Alors? Sois honnête camarade, et admets au moins qu'Haneke sait y faire. Sa direction d'acteurs est irréprochable, bien plus, elle est époustouflante. L'écriture du scénario est très efficace et que dire que découpage du récit, de la mise en image, de ce très beau noir & blanc, de cette astucieuse et très forte capacité à marquer les esprits par de longs plans fixes?

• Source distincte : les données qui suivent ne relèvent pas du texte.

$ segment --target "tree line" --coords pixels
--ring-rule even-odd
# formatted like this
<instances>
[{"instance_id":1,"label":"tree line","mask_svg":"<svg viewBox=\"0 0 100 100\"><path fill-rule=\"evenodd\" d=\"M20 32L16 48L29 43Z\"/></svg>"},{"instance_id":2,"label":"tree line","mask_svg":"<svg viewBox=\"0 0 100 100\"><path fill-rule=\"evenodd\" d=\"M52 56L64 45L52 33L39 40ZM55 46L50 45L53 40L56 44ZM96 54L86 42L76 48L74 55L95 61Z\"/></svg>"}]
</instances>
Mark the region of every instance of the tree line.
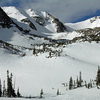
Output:
<instances>
[{"instance_id":1,"label":"tree line","mask_svg":"<svg viewBox=\"0 0 100 100\"><path fill-rule=\"evenodd\" d=\"M7 83L4 80L2 85L0 79L0 97L21 97L19 88L15 91L15 84L13 84L12 80L13 74L7 70Z\"/></svg>"}]
</instances>

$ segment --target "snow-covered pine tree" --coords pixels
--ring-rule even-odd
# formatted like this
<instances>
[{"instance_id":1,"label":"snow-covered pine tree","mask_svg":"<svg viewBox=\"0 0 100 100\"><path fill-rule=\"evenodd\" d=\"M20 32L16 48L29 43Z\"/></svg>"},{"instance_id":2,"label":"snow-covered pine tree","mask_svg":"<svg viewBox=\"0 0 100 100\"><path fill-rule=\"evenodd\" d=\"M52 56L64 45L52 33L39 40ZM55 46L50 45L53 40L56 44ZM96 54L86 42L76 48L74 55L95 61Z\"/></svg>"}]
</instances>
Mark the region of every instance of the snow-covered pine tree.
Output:
<instances>
[{"instance_id":1,"label":"snow-covered pine tree","mask_svg":"<svg viewBox=\"0 0 100 100\"><path fill-rule=\"evenodd\" d=\"M73 89L73 79L72 77L70 77L70 80L69 80L69 90Z\"/></svg>"},{"instance_id":2,"label":"snow-covered pine tree","mask_svg":"<svg viewBox=\"0 0 100 100\"><path fill-rule=\"evenodd\" d=\"M43 89L40 91L40 98L43 98Z\"/></svg>"},{"instance_id":3,"label":"snow-covered pine tree","mask_svg":"<svg viewBox=\"0 0 100 100\"><path fill-rule=\"evenodd\" d=\"M17 89L17 97L21 97L21 94L19 92L19 88Z\"/></svg>"},{"instance_id":4,"label":"snow-covered pine tree","mask_svg":"<svg viewBox=\"0 0 100 100\"><path fill-rule=\"evenodd\" d=\"M5 80L3 81L3 93L2 93L3 97L7 96L7 91L6 91L6 87L5 87Z\"/></svg>"},{"instance_id":5,"label":"snow-covered pine tree","mask_svg":"<svg viewBox=\"0 0 100 100\"><path fill-rule=\"evenodd\" d=\"M79 73L79 87L82 87L82 73Z\"/></svg>"},{"instance_id":6,"label":"snow-covered pine tree","mask_svg":"<svg viewBox=\"0 0 100 100\"><path fill-rule=\"evenodd\" d=\"M1 79L0 79L0 97L2 96L2 85L1 85Z\"/></svg>"},{"instance_id":7,"label":"snow-covered pine tree","mask_svg":"<svg viewBox=\"0 0 100 100\"><path fill-rule=\"evenodd\" d=\"M57 90L57 95L60 95L59 89Z\"/></svg>"},{"instance_id":8,"label":"snow-covered pine tree","mask_svg":"<svg viewBox=\"0 0 100 100\"><path fill-rule=\"evenodd\" d=\"M100 86L100 66L98 66L97 77L96 77L96 85Z\"/></svg>"}]
</instances>

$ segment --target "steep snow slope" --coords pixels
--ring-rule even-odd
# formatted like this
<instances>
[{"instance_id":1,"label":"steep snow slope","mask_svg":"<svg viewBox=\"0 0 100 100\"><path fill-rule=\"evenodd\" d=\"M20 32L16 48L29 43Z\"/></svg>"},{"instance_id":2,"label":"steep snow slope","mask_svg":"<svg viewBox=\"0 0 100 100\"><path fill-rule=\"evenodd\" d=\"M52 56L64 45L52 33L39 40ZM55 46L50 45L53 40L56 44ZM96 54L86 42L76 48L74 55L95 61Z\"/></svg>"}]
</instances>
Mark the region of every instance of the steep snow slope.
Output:
<instances>
[{"instance_id":1,"label":"steep snow slope","mask_svg":"<svg viewBox=\"0 0 100 100\"><path fill-rule=\"evenodd\" d=\"M45 96L47 96L47 100L64 100L66 98L69 100L81 100L81 97L85 100L99 100L98 90L96 88L92 90L83 88L68 91L66 93L66 88L62 86L63 82L69 82L70 76L76 80L80 71L82 71L82 79L87 80L87 82L89 82L90 79L96 79L97 68L98 65L100 65L99 41L98 43L95 41L91 43L77 41L76 43L72 42L71 44L63 44L64 40L61 40L62 44L57 44L56 42L52 42L50 38L56 40L72 40L76 37L83 36L83 34L79 31L60 32L59 34L57 32L55 33L56 25L55 23L52 23L52 18L50 15L47 15L46 12L38 13L33 12L33 10L28 10L26 13L15 7L4 7L3 9L14 22L23 29L30 31L26 33L21 32L15 26L10 28L0 27L0 40L11 43L14 48L26 53L26 56L24 57L12 55L4 48L5 44L0 44L0 77L2 82L6 79L6 70L9 69L10 72L13 72L16 80L16 87L20 88L22 95L39 96L40 90L43 89ZM41 23L38 24L36 22L35 18L32 18L36 16L42 16L45 20L47 19L47 16L49 16L51 19L47 19L48 21L42 26L40 25ZM26 18L28 18L28 22ZM42 20L39 20L39 22L41 21ZM29 24L31 22L35 25L37 30L30 27ZM91 23L89 19L84 22L70 24L69 26L70 29L73 28L75 30L99 27L99 17L97 17L96 20L91 19ZM98 29L98 37L99 30L100 29ZM49 39L47 37L49 37ZM44 43L46 44L45 52L42 51ZM35 55L33 54L34 48L37 51L40 50ZM62 51L60 56L57 56L57 51ZM53 57L49 57L50 52L53 53L51 54ZM56 91L58 88L61 93L65 95L56 97ZM95 96L92 95L94 94L94 90L97 93ZM83 94L83 92L85 92L85 94ZM88 96L86 92L92 94ZM84 98L84 96L86 96L86 98Z\"/></svg>"},{"instance_id":2,"label":"steep snow slope","mask_svg":"<svg viewBox=\"0 0 100 100\"><path fill-rule=\"evenodd\" d=\"M100 16L90 18L78 23L66 23L72 30L100 27Z\"/></svg>"},{"instance_id":3,"label":"steep snow slope","mask_svg":"<svg viewBox=\"0 0 100 100\"><path fill-rule=\"evenodd\" d=\"M60 57L53 58L46 58L48 53L34 56L32 51L28 51L29 56L22 58L9 55L0 49L2 51L0 52L0 74L6 77L7 69L13 72L16 77L16 87L20 87L23 95L38 96L41 88L49 94L54 93L53 91L58 88L63 92L64 88L61 84L68 82L70 76L76 79L80 71L84 80L96 78L96 71L100 65L99 45L76 43L67 46Z\"/></svg>"}]
</instances>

Les plans-séquences en disent bien long sur la très grande difficulté des personnages à vivre dans ce que l'on appellerait un univers serein. Ces scènes finement conçues montrent parfaitement comment la vie dans ce petit village à l'aube du premier conflit mondial est putamment gangrénée par la religion, par un patriarcat d'une violence incroyable à l'égard des femmes et des plus faibles, les enfants n'étant pas épargnés non plus. L'étouffement s'impose. Une sorte de putréfaction mentale illustre la pitoyable philosophie ou morale chrétienne qui préside aux destinées d'un monde où la misère sexuelle écrase toute velléité de liberté. Aucune famille n'échappe au sordide. C'est ce qui est le plus dur à subir en visionnant le film : que ce soit l'inceste, la violence phallocratique, celle qu'endurent les enfants, la domination sociale de l'aristocratie terrienne sur la communauté paysanne, ou bien encore la violence gratuite dont on ignore la cause et qui finalement sert de catalyseur, de prétexte à faire surgir tous les maux réels mais enfouis, tout le monde est obligé de se colleter avec ce pathos.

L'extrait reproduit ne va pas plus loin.